Assert yourself, young man
Bob Hirt
Having been brought up on a large dairy farm with a couple teams of draft horses was a good experience for us kids. Those gentle “plugs,” as my Dad called them, were anything but a challenge. Billy and Sally were the gentlest animals one could ever imagine. If you’d stand next to Billy’s face he nuzzle you or nibble your flannel shirt. It was as though he wanted to just say something to you but couldn’t form the words in that big bulky mouth of his. Surely, he had a few thoughts to convey if only his brain would allow it!
When my Dad finished planting corn at dusk he would just unhook the team from the corn planter and slap one of them on the rump, say “Giddap” and they’d head home from the field by themselves. They’d still be hooked together with the neck yoke up front and the traces behind while he stayed back to burn the empty fertilizer bags. They knew where their next meal came from and they’d head home by themselves to the stables, often well over a half mile away. Oddly, one day when he finally got home he could not find the team he had sent on ahead. As it turns out they were out of sight at the backside of the barns by another set of doors. They instinctively ended up there because on the previous day Dad had given them a treat at that door after they had pulled a big clumsy machine out of the shed for him.

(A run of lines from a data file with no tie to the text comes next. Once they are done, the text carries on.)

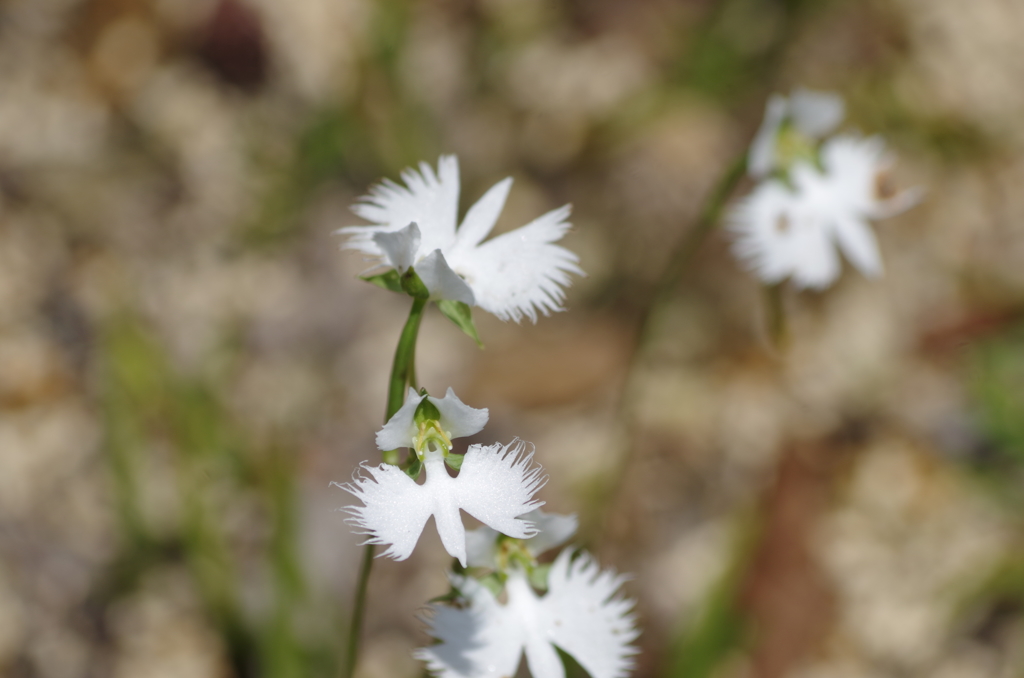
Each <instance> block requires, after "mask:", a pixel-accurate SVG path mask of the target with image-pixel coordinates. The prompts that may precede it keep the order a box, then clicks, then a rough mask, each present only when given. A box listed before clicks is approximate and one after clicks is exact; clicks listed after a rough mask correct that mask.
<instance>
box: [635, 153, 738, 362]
mask: <svg viewBox="0 0 1024 678" xmlns="http://www.w3.org/2000/svg"><path fill="white" fill-rule="evenodd" d="M745 174H746V154H745V153H743V154H742V155H740V156H739V157H738V158H736V159H735V160H733V161H732V163H731V164H730V165H729V166H728V167H727V168H726V170H725V173H723V174H722V177H721V178H720V179H719V180H718V183H717V184H716V185H715V188H714V189H713V190H712V192H711V195H709V196H708V200H706V201H705V204H703V207H702V208H701V209H700V214H699V215H698V216H697V220H696V222H695V223H694V224H693V226H692V227H691V228H690V230H689V232H687V234H686V237H685V238H683V239H682V241H680V243H679V245H678V246H677V247H676V251H675V252H673V253H672V258H671V259H670V260H669V265H667V266H666V267H665V270H663V271H662V278H660V280H659V281H658V284H657V288H656V289H655V290H654V294H653V295H652V299H651V302H650V304H649V305H648V306H647V308H646V309H645V313H644V314H643V316H642V317H641V319H640V332H641V337H640V338H641V339H642V338H643V333H645V332H646V331H647V330H648V327H647V326H648V325H649V324H650V316H651V311H653V310H654V309H655V308H656V307H657V306H658V305H660V304H662V303H663V302H664V301H665V300H666V298H667V297H669V296H671V295H672V292H673V291H674V290H675V288H676V284H677V283H679V279H680V278H682V276H683V273H684V272H686V270H687V269H688V268H689V267H690V263H691V262H692V261H693V257H694V256H695V255H696V253H697V251H698V250H699V249H700V246H701V245H703V242H705V241H706V240H708V236H709V235H711V231H713V230H714V229H715V226H717V225H718V222H719V220H721V218H722V212H723V210H725V206H726V204H727V203H728V202H729V197H730V196H732V192H734V190H735V189H736V186H737V185H739V181H740V180H741V179H742V178H743V175H745ZM638 348H639V345H638Z"/></svg>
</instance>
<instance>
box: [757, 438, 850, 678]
mask: <svg viewBox="0 0 1024 678" xmlns="http://www.w3.org/2000/svg"><path fill="white" fill-rule="evenodd" d="M836 442H839V444H837V443H836ZM844 447H845V444H844V442H843V441H829V442H822V443H814V444H793V446H791V447H790V448H788V449H787V450H786V451H785V452H784V453H783V456H782V459H781V461H780V463H779V467H778V474H777V476H776V479H775V483H774V484H773V485H772V486H771V488H770V489H769V491H768V493H767V495H766V496H765V499H764V506H763V511H762V515H763V520H764V523H763V533H762V536H761V543H760V545H759V546H758V547H757V549H756V551H755V553H754V556H753V558H752V561H751V563H750V569H749V575H748V579H746V582H745V584H744V586H743V589H742V591H741V593H740V605H741V607H742V608H743V609H744V611H745V613H746V616H748V617H749V619H750V620H751V621H752V623H753V628H754V629H755V631H754V633H755V635H754V642H753V647H752V650H751V655H750V659H751V674H750V675H751V676H752V678H780V677H781V676H784V675H787V674H788V673H790V671H792V670H793V669H794V668H796V667H797V666H798V665H800V664H801V663H802V662H803V661H804V660H806V659H808V658H809V656H811V655H813V653H814V652H815V650H816V649H817V648H818V647H820V645H821V644H822V642H823V641H824V640H825V639H826V637H827V635H828V633H829V630H830V629H831V627H833V625H834V623H835V618H836V612H837V599H836V594H835V592H834V590H833V586H831V584H830V583H829V581H828V579H827V577H826V575H825V573H824V570H823V569H822V567H821V564H820V563H819V562H818V560H817V557H816V556H815V554H814V552H813V549H812V545H811V540H812V535H813V533H814V529H815V525H816V524H817V522H818V519H819V518H820V517H821V516H822V514H823V513H824V512H825V511H826V510H827V508H828V505H829V499H830V495H831V489H833V486H834V483H835V481H836V479H837V477H838V476H839V473H840V472H841V466H842V460H843V459H844V458H845V455H843V454H842V452H843V450H842V449H843V448H844Z"/></svg>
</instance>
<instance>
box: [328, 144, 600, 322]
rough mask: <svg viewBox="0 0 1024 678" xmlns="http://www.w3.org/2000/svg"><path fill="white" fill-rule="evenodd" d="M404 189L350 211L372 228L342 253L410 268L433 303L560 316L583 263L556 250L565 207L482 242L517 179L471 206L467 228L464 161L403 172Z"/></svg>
mask: <svg viewBox="0 0 1024 678" xmlns="http://www.w3.org/2000/svg"><path fill="white" fill-rule="evenodd" d="M401 178H402V181H404V183H406V185H404V186H401V185H399V184H397V183H395V182H394V181H391V180H389V179H385V180H384V181H382V182H381V183H379V184H377V185H375V186H374V187H372V188H371V189H370V194H369V195H368V196H366V197H365V198H362V199H361V200H360V201H359V202H358V203H357V204H356V205H355V206H354V207H353V208H352V211H354V212H355V213H356V214H357V215H359V216H360V217H362V218H365V219H367V220H369V221H372V222H373V225H368V226H348V227H345V228H341V229H340V230H339V231H338V232H341V234H345V235H348V236H349V239H348V241H347V242H346V244H345V247H346V248H348V249H353V250H358V251H360V252H362V253H364V254H367V255H368V256H370V257H372V258H376V259H378V260H379V261H380V263H381V264H382V265H388V266H393V267H394V268H396V269H397V270H398V271H399V272H404V271H406V270H407V269H408V268H409V267H410V266H413V267H415V269H416V272H417V274H418V276H419V277H420V279H421V280H422V281H423V283H424V284H425V285H426V286H427V289H428V290H429V291H430V294H431V298H433V299H450V300H454V301H462V302H465V303H467V304H470V305H476V306H479V307H480V308H483V309H484V310H486V311H489V312H492V313H494V314H495V315H497V316H498V317H500V319H502V320H503V321H508V320H513V321H516V322H519V321H520V320H521V319H522V317H523V316H526V317H528V319H529V320H530V321H534V322H537V313H538V311H540V312H542V313H544V314H545V315H547V314H548V313H550V312H551V311H557V310H561V303H562V301H563V299H564V298H565V292H564V290H563V288H565V287H567V286H568V285H569V273H574V274H578V276H582V274H583V270H582V269H581V268H580V266H579V257H577V255H575V254H573V253H572V252H570V251H568V250H566V249H565V248H563V247H561V246H558V245H554V243H555V242H556V241H558V240H560V239H561V238H562V236H564V235H565V231H566V230H568V228H569V225H570V224H569V223H568V222H567V221H566V220H565V219H566V218H567V217H568V214H569V207H568V205H566V206H563V207H560V208H559V209H557V210H553V211H551V212H548V213H547V214H545V215H543V216H541V217H539V218H537V219H535V220H534V221H531V222H530V223H528V224H526V225H525V226H522V227H521V228H517V229H515V230H513V231H510V232H507V234H503V235H501V236H498V237H497V238H493V239H492V240H488V241H487V242H485V243H484V242H482V241H483V239H484V238H486V237H487V235H488V234H489V232H490V230H492V229H493V228H494V226H495V223H496V222H497V221H498V216H499V215H500V214H501V211H502V208H503V207H504V206H505V199H506V197H507V196H508V193H509V188H510V187H511V185H512V179H511V178H507V179H504V180H502V181H499V182H498V183H497V184H495V185H494V186H493V187H492V188H490V189H489V190H487V193H485V194H484V195H483V197H482V198H480V200H478V201H477V202H476V204H475V205H473V206H472V207H471V208H470V209H469V212H467V213H466V217H465V218H464V219H463V221H462V225H460V226H458V228H457V227H456V226H457V223H458V212H459V161H458V160H457V159H456V157H455V156H441V158H440V160H439V161H438V162H437V173H436V174H435V173H434V170H433V168H431V167H430V165H428V164H427V163H421V164H420V168H419V171H417V170H415V169H412V168H410V169H407V170H404V171H403V172H402V173H401Z"/></svg>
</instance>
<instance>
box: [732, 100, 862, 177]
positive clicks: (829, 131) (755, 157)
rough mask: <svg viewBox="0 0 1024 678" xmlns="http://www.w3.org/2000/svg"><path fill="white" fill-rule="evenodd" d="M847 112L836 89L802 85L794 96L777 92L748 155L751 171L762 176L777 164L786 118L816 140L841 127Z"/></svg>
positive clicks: (746, 163)
mask: <svg viewBox="0 0 1024 678" xmlns="http://www.w3.org/2000/svg"><path fill="white" fill-rule="evenodd" d="M844 115H846V112H845V105H844V103H843V98H842V97H841V96H839V95H838V94H835V93H833V92H819V91H815V90H811V89H804V88H802V87H798V88H797V89H795V90H793V92H792V93H791V94H790V96H782V95H781V94H773V95H772V96H771V98H769V99H768V104H767V105H766V107H765V119H764V122H762V123H761V128H760V129H759V130H758V133H757V135H756V136H755V137H754V141H753V142H752V143H751V150H750V153H749V154H748V156H746V171H748V173H750V175H751V176H753V177H754V178H756V179H760V178H762V177H764V176H767V175H768V174H769V173H771V171H772V170H774V169H776V168H777V166H778V160H779V158H778V140H779V132H780V131H781V130H782V127H783V125H784V124H785V123H786V122H790V123H792V125H793V127H794V128H795V130H796V131H797V132H798V133H799V134H801V135H803V136H804V137H806V138H807V139H808V140H816V139H821V138H824V136H825V135H826V134H829V133H830V132H833V131H834V130H835V129H836V128H837V127H839V124H840V123H841V122H843V117H844Z"/></svg>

Now, living at the riding stables at the university was quite another experience for me. Draft horses and polo ponies are about as alike as apples and bananas. The temperament of the latter is something else to behold! It is rather a kind of “mind thing,” an instinct of sorts, something one apparently either has or doesn’t have – something only an experienced equestrian understands or, perhaps it is a natural part of one’s makeup.

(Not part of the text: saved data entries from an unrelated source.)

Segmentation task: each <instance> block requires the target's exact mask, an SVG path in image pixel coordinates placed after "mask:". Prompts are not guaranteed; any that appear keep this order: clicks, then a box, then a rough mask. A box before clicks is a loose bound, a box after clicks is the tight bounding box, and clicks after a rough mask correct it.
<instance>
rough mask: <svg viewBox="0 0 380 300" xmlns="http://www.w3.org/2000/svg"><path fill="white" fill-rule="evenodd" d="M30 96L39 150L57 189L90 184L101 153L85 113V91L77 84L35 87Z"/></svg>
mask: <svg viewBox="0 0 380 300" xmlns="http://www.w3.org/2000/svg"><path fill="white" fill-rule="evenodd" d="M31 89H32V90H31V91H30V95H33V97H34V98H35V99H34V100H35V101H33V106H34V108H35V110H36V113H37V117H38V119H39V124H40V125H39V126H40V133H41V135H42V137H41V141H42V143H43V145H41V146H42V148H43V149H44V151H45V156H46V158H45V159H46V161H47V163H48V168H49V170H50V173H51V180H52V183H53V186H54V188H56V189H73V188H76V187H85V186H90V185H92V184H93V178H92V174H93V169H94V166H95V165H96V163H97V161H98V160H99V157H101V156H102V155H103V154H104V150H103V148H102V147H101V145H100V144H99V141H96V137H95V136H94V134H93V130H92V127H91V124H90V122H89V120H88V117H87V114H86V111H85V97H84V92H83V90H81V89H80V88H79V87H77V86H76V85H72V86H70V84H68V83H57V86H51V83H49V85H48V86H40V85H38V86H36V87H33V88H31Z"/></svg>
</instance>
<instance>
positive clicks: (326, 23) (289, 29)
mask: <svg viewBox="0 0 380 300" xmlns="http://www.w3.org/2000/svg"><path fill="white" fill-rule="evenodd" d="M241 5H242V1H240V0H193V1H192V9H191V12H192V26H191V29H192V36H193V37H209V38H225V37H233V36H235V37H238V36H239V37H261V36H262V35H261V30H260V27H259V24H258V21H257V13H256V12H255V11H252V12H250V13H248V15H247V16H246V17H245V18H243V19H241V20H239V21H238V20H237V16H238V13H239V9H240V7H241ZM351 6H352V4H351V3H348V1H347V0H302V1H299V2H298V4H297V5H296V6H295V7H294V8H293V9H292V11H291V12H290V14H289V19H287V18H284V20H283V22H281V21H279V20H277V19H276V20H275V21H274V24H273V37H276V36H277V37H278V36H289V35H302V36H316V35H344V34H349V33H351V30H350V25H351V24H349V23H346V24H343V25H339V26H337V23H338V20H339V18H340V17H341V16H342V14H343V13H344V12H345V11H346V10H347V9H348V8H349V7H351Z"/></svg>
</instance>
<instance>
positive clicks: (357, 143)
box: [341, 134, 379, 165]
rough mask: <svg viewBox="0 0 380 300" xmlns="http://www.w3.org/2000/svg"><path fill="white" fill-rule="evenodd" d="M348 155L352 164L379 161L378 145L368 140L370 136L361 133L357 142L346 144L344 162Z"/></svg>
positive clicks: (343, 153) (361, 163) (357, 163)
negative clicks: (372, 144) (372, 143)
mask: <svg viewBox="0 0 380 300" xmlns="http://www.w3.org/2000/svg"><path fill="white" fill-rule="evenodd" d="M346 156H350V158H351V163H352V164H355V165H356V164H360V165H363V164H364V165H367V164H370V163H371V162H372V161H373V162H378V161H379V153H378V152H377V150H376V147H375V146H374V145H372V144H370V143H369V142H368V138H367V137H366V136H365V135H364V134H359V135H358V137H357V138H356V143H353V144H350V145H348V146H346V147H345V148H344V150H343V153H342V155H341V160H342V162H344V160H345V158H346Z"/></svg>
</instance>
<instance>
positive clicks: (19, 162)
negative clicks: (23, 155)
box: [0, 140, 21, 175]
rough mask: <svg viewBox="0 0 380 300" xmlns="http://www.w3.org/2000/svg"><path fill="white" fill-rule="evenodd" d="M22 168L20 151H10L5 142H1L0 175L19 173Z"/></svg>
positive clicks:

I initially dreaded my new duty at the stables; I’d never mucked out polo ponies or any other sleek riding horses, for that matter. I quickly learned that they, with little exception, were often quite high-strung, edgy, often easily scared. Upon my walking into the first box stall, this beautiful chestnut-colored gelding, that muscle-rippled brute had sized me up in seconds. I was a rank amateur and he knew it as soon as he sensed the fear that pulsed through my very being.
I picked myself up from the straw-covered box stall floor before I fully realized that I had been leveled by a lightning-like blast of his left hind leg. Scared but unhurt I left and asked my buddy, Joe, to finish with that stall while I moved to a “safer” box stall. The next morning I unthinkingly entered that same box stall, probably even more scared than the previous day. One more time this overly-confident chestnut gelding leveled me with a precision swipe as though he had practiced the maneuver overnight.
Joe taught me something that day: animals are very quick to sense fear and they do what they need to do to protect themselves. He taught me to cover that fear offensively. On the third day we both entered the box stall at the same time. Joe took over. He brazenly took three brisk steps, smacked the horse hard on the rump and at the very same moment let loose with a barrage of swear words that were probably heard at the women’s dorm a half mile away! The horse quivered, pulled back his ears and trembled. The rest took care of itself. I never had a problem with any polo pony after that. It was not as though they all needed an authority figure; nor did they need physical action taken; they needed to sense who is in charge and I suspect most horsemen instinctively know that.
I established my country practice as a mixed animal practitioner but the bulk of my work at that time was with dairy cattle, sheep and the occasional pig or beef animal. On occasion I would do some equine work but a veterinarian not far from my own practice area loved working with horses much more than with cattle and I sometimes referred those clients to him. That way we were both happy. We each knew what we were best at!